On May 8, 2009, at 3:55 PM, Sam Johnston wrote:

Oh, here's a dirty secret: both XML and JSON are lousy "wrapper" formats. If you have different kinds of things, you're usually better off letting them stand alone and link back and forth; that hypertext thing.

Right so say I want to create a new resource, or move it from one service to another, or manipulate its parameters, or any one of an infinite number of other potential operations - and say this resource is an existing virtual machine in a binary format (e.g. OVA) or an XML representation of a complex storage subsystem or a flat text network device config or... you get the point. It is far simpler for me to associate/embed the resource with its descriptor directly than to have a two phase process of uploading it and then feeding a URL to another call.

By participating in this discussion I'm rapidly developing an obligation to go learn the use-cases and become actually well-informed on the specifics. And I'm uncomfortable disagreeing with Sam so much, because the work that's being done here seems good.

Thanks, your input is very much appreciated.

But... I just don't buy the argument above. You can't package binary *anything* into XML (or JSON) without base-64-ing it, blecch. And here's the dirty secret: a lot of times you can't even package XML into other XML safely, you break unique-id attributes and digital signatures and namespace prefixes and embedded XPaths and so on and so on. The Web architecture really wants you to deal with resources as homogeneous blogs, that's why media-types are so important.

Payload transparency is a nice to have - that is, learning from OCCI that the thing has 2 CPUs and 2Gb RAM, but then being able to peer into embedded OVF to determine more advanced parameters. Given the vast majority of the payloads we're likely to want to use are going to be XML based (e.g. OVF) this should work reasonably well most of the time, and is in any case not critical for basic functionality.

I'm not suggesting that someone embed a 40Gb base64 encoded image into the OCCI stream, but we can't assume that everything is always going to be flat files (VMX) or XML (OVF). Of course Atom "alternate" link relations elegantly solve the much of this problem and can even expose situations where the resource is available in multiple formats (e.g. VMX and OVF).
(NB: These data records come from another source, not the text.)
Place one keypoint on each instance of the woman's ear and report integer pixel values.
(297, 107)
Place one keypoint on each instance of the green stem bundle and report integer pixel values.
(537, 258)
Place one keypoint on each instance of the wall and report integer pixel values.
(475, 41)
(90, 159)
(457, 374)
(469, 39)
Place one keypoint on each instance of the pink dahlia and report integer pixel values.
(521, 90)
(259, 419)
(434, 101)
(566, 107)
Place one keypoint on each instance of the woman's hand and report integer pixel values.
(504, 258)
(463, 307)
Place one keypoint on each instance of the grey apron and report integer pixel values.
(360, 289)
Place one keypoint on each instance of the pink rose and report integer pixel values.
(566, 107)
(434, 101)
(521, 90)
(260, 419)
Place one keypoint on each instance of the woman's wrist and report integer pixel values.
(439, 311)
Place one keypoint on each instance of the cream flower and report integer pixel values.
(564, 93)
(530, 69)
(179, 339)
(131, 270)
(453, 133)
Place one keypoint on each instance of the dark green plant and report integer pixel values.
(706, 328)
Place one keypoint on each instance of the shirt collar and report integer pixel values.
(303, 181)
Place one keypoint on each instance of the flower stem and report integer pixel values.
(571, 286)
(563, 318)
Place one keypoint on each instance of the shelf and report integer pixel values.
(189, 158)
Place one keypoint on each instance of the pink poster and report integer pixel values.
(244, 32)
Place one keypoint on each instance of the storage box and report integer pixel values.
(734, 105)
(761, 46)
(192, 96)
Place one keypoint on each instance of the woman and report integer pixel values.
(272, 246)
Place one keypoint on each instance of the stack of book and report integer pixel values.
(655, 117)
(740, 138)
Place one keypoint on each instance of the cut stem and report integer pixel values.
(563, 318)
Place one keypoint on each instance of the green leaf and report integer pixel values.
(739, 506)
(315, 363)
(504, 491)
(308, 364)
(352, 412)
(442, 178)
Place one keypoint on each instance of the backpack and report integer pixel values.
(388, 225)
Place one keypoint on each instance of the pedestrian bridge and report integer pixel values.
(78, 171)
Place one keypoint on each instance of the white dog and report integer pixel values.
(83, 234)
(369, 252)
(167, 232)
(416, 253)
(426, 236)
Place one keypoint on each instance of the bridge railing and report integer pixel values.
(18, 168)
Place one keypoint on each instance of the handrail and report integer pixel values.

For more advanced use cases I've proposed a bulk transfer API that essentially involves creating the resources by some other means and then passing it in to OCCI as a href (think regularly rsync'd virtual machines for disaster recovery purposes, drag and drop WebDAV interfaces and other stuff that implementors will, with any luck, implement).

In any case this approach serves the migration requirement very well - the idea of being able to faithfully serialise and/or pass an arbitrarily complex collection of machines between implementations seems like utopia but it's well within our reach. Being then able to encrypt and/or sign it natively is just icing on the cake.

There's absolutely nothing to say that OCCI messages have to be ephemeral and there are many compelling use cases (from backups to virtual appliances) where treating resources as documents and collections as feeds make a lot of sense - and few where it doesn't.

The wild success of the browser platform suggests that having to retrieve more than one resource to get a job one is not a particularly high hurdle, operationally.

Multiple requests is certainly a problem when you're dealing with a large number of resources, as is the case when you're wanting to display, report on or migrate even a small virtual infrastructure/data center. This is particularly true in enterprise environments where HTML requests tend to pass through a bunch of diffferent systems which push latency through the roof - I had to make some fairly drastic optimisations even to a GData client for Google Apps provisioning recently for exactly this reason and the thing would have been completely unusable had I have separate requests for each object.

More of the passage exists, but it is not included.